Figure 3. B. jararaca La sensibilité mécanique induite par le venin s'accompagne d'augmentations significatives des taux de dégranulation des mastocytes et de l'afflux de neutrophiles dans les pattes postérieures de souris mâles ND4 Swiss. Les neutrophiles et les mastocytes présents sur les coupes tissulaires colorées ont été dénombrés à l'aide d'un microscope Olympus CX21LED. Les neutrophiles ont été comptés dans 3 pattes postérieures par traitement, de la région du talon jusqu'aux orteils, sur des champs adjacents observés à un grossissement de 400X. (A). Les mastocytes ont été comptés dans 3 coussinets plantaires par traitement et leur état de dégranulation a été évalué en fonction du nombre de granules visibles à l'extérieur de la limite cellulaire : intact (0), léger (0-10), modéré (10-20), important (21+), comme décrit précédemment.10 (B).

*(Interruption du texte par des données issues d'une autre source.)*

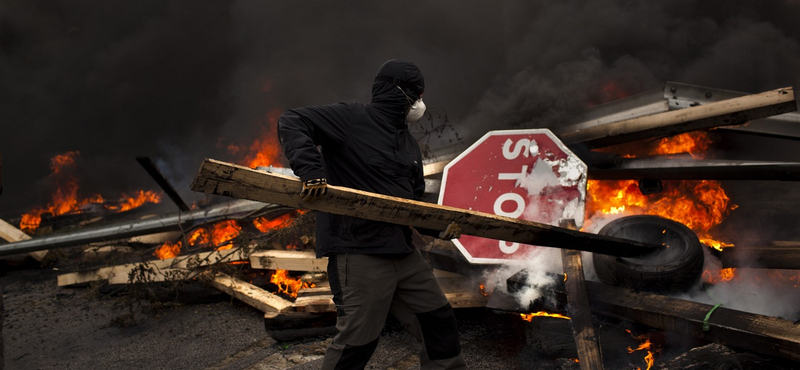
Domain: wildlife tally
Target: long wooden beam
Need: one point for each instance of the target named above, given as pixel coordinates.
(173, 222)
(11, 234)
(770, 257)
(697, 169)
(728, 112)
(120, 273)
(216, 177)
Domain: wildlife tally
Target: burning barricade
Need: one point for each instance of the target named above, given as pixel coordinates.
(656, 197)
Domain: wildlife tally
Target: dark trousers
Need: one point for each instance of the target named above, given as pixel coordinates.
(367, 288)
(2, 350)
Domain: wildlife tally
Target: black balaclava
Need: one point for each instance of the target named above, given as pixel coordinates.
(397, 72)
(385, 93)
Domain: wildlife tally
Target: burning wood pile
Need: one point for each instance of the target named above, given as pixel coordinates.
(646, 158)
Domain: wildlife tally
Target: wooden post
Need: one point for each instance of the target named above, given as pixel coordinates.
(228, 179)
(728, 112)
(586, 337)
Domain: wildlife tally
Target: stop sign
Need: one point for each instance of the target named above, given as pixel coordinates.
(525, 174)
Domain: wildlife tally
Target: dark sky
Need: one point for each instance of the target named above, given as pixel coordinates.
(180, 80)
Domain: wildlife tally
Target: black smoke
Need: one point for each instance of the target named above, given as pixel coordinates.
(181, 80)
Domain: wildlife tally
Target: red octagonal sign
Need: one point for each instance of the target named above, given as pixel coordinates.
(525, 174)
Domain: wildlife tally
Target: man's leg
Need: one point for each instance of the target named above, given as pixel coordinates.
(422, 307)
(362, 289)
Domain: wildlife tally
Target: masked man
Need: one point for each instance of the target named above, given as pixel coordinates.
(373, 267)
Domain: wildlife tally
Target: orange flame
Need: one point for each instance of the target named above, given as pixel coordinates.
(645, 345)
(141, 197)
(217, 235)
(483, 290)
(724, 275)
(263, 224)
(530, 316)
(265, 150)
(288, 285)
(700, 204)
(65, 198)
(168, 250)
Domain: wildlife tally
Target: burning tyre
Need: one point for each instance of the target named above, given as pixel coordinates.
(676, 267)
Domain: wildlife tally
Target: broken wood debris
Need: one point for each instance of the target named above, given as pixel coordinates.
(250, 294)
(231, 180)
(762, 334)
(288, 260)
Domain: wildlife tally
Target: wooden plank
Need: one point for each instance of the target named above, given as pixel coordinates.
(786, 243)
(770, 257)
(460, 292)
(231, 180)
(288, 260)
(728, 112)
(120, 272)
(580, 312)
(250, 294)
(586, 337)
(151, 275)
(315, 304)
(11, 234)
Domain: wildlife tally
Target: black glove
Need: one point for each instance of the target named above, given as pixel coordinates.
(453, 231)
(314, 188)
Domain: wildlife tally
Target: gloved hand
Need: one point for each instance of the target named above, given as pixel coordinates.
(314, 188)
(453, 231)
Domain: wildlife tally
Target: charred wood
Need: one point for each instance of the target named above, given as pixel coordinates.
(227, 179)
(162, 181)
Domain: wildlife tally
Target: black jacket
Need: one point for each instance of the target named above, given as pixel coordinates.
(365, 147)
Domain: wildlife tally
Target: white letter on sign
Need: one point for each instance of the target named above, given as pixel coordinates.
(498, 210)
(508, 249)
(516, 198)
(521, 147)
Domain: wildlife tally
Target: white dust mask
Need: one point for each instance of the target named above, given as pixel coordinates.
(415, 113)
(417, 108)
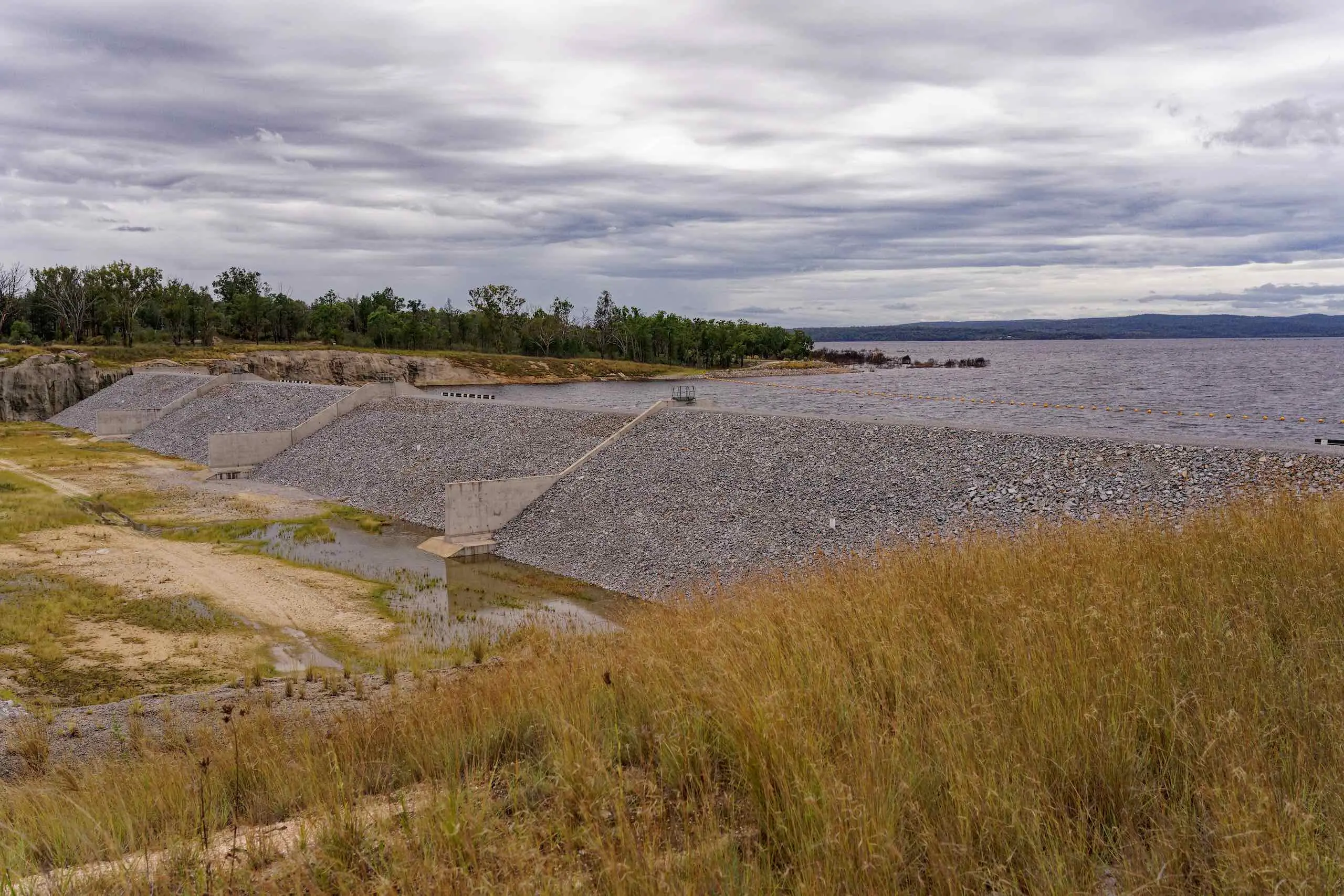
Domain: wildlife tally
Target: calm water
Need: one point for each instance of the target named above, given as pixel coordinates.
(1240, 378)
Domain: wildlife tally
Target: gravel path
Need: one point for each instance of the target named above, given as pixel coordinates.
(690, 495)
(394, 457)
(135, 393)
(239, 407)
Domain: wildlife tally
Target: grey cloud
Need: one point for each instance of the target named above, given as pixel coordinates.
(1288, 123)
(752, 155)
(1273, 299)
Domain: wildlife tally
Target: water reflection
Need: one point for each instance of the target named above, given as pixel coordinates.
(447, 604)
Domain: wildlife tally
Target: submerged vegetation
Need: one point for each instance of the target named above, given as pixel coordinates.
(1085, 710)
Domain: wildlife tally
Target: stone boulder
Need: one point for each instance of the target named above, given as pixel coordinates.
(46, 385)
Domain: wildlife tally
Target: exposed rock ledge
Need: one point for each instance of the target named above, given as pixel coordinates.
(47, 385)
(350, 368)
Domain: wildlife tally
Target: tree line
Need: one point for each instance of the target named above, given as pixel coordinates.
(127, 303)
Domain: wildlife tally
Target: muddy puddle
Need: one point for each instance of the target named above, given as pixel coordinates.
(447, 604)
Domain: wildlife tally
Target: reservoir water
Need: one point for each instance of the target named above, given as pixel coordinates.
(1195, 392)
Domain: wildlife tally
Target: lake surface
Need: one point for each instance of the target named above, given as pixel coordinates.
(1182, 382)
(449, 602)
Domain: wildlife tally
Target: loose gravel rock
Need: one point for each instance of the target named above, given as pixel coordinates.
(694, 495)
(136, 393)
(238, 407)
(394, 457)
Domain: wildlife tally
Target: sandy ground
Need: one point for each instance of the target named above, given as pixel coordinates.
(288, 616)
(261, 589)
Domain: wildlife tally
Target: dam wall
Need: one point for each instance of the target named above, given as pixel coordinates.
(397, 456)
(697, 495)
(252, 406)
(133, 395)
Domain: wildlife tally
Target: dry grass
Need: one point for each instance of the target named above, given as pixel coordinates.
(1065, 712)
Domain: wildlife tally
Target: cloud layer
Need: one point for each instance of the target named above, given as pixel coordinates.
(844, 163)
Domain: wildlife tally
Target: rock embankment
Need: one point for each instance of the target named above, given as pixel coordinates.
(46, 385)
(350, 368)
(142, 392)
(694, 495)
(394, 457)
(238, 407)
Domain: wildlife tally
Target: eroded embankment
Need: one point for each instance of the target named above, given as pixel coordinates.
(395, 456)
(142, 392)
(238, 407)
(692, 496)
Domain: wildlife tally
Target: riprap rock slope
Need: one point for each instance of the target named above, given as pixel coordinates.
(690, 495)
(395, 456)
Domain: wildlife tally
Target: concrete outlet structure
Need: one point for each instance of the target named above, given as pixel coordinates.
(476, 510)
(119, 426)
(234, 455)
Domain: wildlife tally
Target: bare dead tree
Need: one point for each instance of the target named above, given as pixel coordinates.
(66, 293)
(14, 287)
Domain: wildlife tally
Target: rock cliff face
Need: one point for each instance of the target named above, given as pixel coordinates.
(47, 385)
(350, 368)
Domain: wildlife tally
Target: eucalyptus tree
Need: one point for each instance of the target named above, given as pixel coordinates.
(123, 289)
(64, 292)
(14, 289)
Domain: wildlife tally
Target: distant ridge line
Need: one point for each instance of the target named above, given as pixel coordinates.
(1131, 327)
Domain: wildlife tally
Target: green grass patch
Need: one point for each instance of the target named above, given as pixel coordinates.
(181, 614)
(27, 505)
(313, 531)
(38, 614)
(363, 519)
(53, 449)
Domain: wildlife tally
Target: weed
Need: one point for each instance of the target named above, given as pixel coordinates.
(179, 614)
(1003, 715)
(29, 741)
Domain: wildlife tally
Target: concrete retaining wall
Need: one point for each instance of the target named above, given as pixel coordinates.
(476, 510)
(479, 508)
(239, 452)
(119, 425)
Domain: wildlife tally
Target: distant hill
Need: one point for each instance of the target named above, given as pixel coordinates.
(1132, 327)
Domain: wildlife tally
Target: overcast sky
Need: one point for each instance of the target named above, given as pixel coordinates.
(803, 163)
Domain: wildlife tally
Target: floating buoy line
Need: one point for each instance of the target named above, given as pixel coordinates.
(1003, 402)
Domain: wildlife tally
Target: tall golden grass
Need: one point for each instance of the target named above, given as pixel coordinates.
(1090, 710)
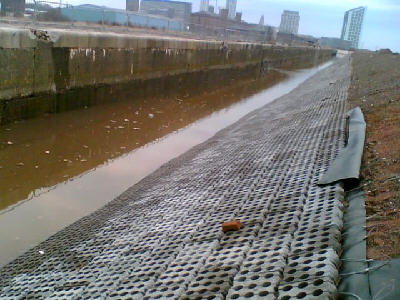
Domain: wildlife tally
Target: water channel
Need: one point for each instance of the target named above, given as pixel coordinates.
(60, 167)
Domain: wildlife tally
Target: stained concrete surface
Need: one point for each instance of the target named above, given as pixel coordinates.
(162, 237)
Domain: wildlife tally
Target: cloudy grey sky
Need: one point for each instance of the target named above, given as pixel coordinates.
(318, 17)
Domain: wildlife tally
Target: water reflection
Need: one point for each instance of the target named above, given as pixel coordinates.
(40, 153)
(33, 221)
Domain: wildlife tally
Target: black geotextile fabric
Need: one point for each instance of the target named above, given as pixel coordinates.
(354, 249)
(346, 166)
(362, 278)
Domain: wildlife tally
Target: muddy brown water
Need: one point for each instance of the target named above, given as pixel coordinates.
(61, 167)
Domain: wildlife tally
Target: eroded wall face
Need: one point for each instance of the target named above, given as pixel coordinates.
(39, 64)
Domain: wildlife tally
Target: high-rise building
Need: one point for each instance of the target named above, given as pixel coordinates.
(352, 25)
(231, 7)
(204, 4)
(290, 22)
(132, 5)
(261, 23)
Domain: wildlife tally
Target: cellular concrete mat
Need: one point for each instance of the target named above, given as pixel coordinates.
(162, 238)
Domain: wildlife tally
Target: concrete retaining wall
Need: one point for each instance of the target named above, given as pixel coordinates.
(36, 62)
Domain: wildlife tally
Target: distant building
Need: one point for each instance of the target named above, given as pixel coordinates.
(171, 9)
(238, 17)
(132, 5)
(105, 15)
(231, 7)
(352, 25)
(224, 13)
(204, 5)
(234, 29)
(335, 43)
(290, 22)
(261, 23)
(12, 7)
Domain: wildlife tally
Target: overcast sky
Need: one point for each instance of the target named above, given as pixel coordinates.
(318, 17)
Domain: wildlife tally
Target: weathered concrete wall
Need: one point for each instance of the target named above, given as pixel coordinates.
(35, 63)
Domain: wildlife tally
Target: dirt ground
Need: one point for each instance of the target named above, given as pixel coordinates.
(376, 89)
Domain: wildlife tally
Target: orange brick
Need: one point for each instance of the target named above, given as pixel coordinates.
(233, 225)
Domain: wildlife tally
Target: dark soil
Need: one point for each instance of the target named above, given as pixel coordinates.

Pour éviter de compter deux fois les mêmes cellules, les investigateurs évaluant le nombre de neutrophiles et le degré de dégranulation des mastocytes dans les sections de la patte postérieure ont utilisé une grille inscrite dans le réticule de l'oculaire. Les investigateurs étaient aveugles quant au traitement.s. Les significations sont comparées aux souris traitées au Sal (* = p < 0,05, ** = p < 0,01, *** = p < 0,001, **** = p < 0,0001). < 0,05, ** = p < 0,01, *** = p < 0,001 respectivement). n = 3 souris par groupe de traitement. Cliquez ici pour visualiser l'image en taille agrandie.